経済財政運営と改革の基本方針 2024(通称:骨太の方針2024) が、2024年6月21日に公開されました。昨年度からの継続案件が多く見受けられたが、デフレ脱却と賃上げの文脈が多く記載されているように感じた。

企業版ふるさと納税は 第2章 6.(1)(共生)の中で記載

企業版ふるさと納税については、下記の文脈で記載されていました。

第2章 社会課題への対応を通じた持続的な経済成長の実現
~賃上げの定着と戦略的な投資による所得と生産性の向上~

6.幸せを実感できる包摂社会の実現
(1)共生・共助・女性活躍社会づくり

【原文】
(共生)
企業版ふるさと納税について、これまでの取組状況等を総合的に検証するとともに、今後 の本制度の在り方を検討する。

今、改めて問われる企業のモラル

企業版ふるさと納税については、2020年の大幅な税制改正以降に、自治体、企業ともに認知が拡大し、活用が一般的になってきました。様々な省庁の施策で企業版ふるさと納税との連動・併用が進み、地方創生や官民連携にとって、無くてはならない制度に成長してきたように感じています。

一方で、企業版ふるさと納税を活用した寄付や自治体との連携が一般的になる流れの中で、寄付金が直接的に寄附企業に還流するように意図的に仕組まれている事例や寄付を原資としたポイント還元、もしくは単にモノをを寄付することによって企業の利益が底上げされてしまうといった制度の本来の主旨に合わない事例も出てきています。

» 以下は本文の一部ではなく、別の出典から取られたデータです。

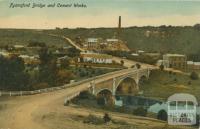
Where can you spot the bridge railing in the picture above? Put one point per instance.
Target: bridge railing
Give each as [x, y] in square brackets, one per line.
[22, 93]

著しく主旨に反した事例については、メディアで社名を取り上げられるケースや、内閣府から自治体に制度の主旨の説明を改めて行うケースも出ているようです。企業版ふるさと納税の本来の主旨である東京一極集中の是正や地方への移住定住の裾野を拡げるような活用方法を加速させ、税制度の悪用と取られかねない活用方法を抑制するための法改正が求められているのかもしれません。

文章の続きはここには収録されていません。